4.3 Application Effectiveness
In Beijing’s evaluations of park service effectiveness, the method proposed by the research team has enabled a comprehensive and in-depth assessment of park service effectiveness from a city-wide perspective. This has effectively overcome the conventional limitations like single-category focus, lack of continuity, and insufficient application support. Currently, the evaluations have not only become one of the key tasks for the Beijing Municipal Forestry and Parks Bureau in promoting the Garden City construction, but also facilitated park management through continuous and precise tracking of park service effectiveness. Taking the Central Green Forest Park as an example, in the third quarter of 2023, the park was diagnosed as “underperforming” in terms of operations and maintenance. Thereby the report recommended the park to improve its sanitation and cleanliness. Through an overall inspection of all the sanitation indicators, the park improved its path cleanliness service effectiveness by 4.5% in the fourth-quarter evaluation of the same year.
5 Conclusions
This paper reviews the connotation of park service efficacy, identifies deficiencies in actual operation through investigations and surveys, and proposes a framework for enhancing park service efficacy that is innovative both in terms of process coverage and the integration of technological applications. This framework excavates multi-sourced data and applies intelligent algorithms to swiftly generate reports, containing a multitude of evaluation indicators, deficiency diagnoses of individual parks, and optimization recommendations, facilitating the extensive deployment of refined park service effectiveness evaluation. In addition, this framework can also take into account the actual demands of park managers, and provide Q&A service to better assist them in converting optimization recommendations into action plans. This has been applied in the work of enhancing park service effectiveness in Beijing and achieved remarkable results.

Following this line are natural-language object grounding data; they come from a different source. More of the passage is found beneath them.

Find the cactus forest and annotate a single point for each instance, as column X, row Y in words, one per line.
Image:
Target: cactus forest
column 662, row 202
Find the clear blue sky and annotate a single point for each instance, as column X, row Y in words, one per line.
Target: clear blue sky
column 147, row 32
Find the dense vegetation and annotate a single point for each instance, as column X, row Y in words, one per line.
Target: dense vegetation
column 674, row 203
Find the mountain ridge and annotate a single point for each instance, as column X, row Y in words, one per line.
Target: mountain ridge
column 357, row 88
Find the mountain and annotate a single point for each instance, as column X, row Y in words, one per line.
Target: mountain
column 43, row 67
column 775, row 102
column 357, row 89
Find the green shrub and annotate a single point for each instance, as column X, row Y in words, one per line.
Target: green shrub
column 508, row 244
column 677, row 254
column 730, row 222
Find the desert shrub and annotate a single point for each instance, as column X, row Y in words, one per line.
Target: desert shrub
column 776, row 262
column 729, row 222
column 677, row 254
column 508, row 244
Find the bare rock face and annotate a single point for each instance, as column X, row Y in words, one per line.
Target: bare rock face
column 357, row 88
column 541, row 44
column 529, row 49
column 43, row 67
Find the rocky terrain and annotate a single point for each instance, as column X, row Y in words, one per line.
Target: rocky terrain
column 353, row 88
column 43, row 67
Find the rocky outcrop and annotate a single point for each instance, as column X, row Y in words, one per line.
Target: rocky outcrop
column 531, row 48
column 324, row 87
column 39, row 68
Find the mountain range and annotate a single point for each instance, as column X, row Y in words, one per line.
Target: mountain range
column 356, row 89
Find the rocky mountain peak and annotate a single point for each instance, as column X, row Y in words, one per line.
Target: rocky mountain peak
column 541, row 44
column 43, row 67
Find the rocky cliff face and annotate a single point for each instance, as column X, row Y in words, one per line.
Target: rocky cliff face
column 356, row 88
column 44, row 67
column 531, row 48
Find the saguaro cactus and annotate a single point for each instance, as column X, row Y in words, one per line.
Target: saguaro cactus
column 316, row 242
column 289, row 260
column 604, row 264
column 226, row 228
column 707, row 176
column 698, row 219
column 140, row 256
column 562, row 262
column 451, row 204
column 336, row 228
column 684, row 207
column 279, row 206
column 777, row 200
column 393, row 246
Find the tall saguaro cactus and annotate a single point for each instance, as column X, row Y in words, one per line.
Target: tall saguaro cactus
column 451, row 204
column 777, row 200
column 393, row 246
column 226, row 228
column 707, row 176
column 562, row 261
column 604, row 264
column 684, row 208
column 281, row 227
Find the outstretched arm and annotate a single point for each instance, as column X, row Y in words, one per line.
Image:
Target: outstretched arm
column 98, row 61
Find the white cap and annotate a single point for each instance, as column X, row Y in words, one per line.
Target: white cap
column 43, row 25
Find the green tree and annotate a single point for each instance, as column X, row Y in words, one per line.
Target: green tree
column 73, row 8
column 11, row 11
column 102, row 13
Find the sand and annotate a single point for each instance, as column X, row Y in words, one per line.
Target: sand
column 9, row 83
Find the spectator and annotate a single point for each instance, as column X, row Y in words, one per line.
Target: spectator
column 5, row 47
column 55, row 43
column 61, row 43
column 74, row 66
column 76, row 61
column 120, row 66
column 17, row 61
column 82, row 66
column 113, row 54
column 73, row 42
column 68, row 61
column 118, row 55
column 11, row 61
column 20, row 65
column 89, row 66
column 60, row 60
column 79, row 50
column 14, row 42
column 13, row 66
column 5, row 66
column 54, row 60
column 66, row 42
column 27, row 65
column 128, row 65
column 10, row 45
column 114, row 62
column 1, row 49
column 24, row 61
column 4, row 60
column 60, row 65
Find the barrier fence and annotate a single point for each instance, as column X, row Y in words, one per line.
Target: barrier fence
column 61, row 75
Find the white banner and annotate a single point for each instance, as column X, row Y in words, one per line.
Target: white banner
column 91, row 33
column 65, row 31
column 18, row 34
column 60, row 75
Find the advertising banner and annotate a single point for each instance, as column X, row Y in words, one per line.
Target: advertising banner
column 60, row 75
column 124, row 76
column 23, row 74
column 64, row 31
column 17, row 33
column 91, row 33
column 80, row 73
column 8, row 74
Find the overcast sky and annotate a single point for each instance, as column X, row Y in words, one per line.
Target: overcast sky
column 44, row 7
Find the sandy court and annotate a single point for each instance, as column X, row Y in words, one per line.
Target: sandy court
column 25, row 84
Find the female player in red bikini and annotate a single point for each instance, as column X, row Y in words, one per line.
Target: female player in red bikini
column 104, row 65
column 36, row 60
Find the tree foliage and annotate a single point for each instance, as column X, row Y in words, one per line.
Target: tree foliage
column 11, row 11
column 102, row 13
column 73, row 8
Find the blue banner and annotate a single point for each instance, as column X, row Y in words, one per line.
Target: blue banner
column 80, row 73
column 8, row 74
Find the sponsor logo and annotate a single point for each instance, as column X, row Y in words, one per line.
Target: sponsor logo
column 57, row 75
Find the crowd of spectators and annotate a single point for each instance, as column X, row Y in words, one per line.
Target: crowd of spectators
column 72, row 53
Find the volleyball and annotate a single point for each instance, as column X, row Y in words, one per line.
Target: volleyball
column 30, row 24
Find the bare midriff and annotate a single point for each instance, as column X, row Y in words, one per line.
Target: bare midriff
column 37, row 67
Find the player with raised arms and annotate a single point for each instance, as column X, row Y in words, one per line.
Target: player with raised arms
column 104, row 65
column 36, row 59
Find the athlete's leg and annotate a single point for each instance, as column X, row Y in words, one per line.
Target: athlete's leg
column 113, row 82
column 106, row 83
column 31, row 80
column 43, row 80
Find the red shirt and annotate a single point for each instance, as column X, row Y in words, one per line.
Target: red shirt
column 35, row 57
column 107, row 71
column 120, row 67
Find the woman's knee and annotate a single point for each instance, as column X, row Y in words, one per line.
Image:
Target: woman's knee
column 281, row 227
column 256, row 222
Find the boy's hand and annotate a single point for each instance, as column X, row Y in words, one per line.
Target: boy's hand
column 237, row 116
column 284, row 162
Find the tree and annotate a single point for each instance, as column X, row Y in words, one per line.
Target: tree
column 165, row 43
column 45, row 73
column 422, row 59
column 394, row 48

With the continuous increase in the public’s demand for enhancing park service effectiveness, this paper attempts to expand related research and to provide new insights and paths for bridging the gap between academic outcomes and the practical application of decision-making in park management. Follow-up research, on the one hand, should further improve the evaluation workflow and explore closed-loop solutions integrating planning, design, construction, and operation. On the other hand, it is essential to continuously deepen the level of technology integration in each application step—e.g., the continuous optimization of the base model, the construction and retrieval of the knowledge base— to generate more refined deficiency diagnoses and optimization recommendations. In addition, researchers should also consider how to introduce geographical and spatial concepts into language models, so as to improve the accuracy of Q&A service and to respond to diverse geographical and spatial requests, promoting its effectiveness and applicability.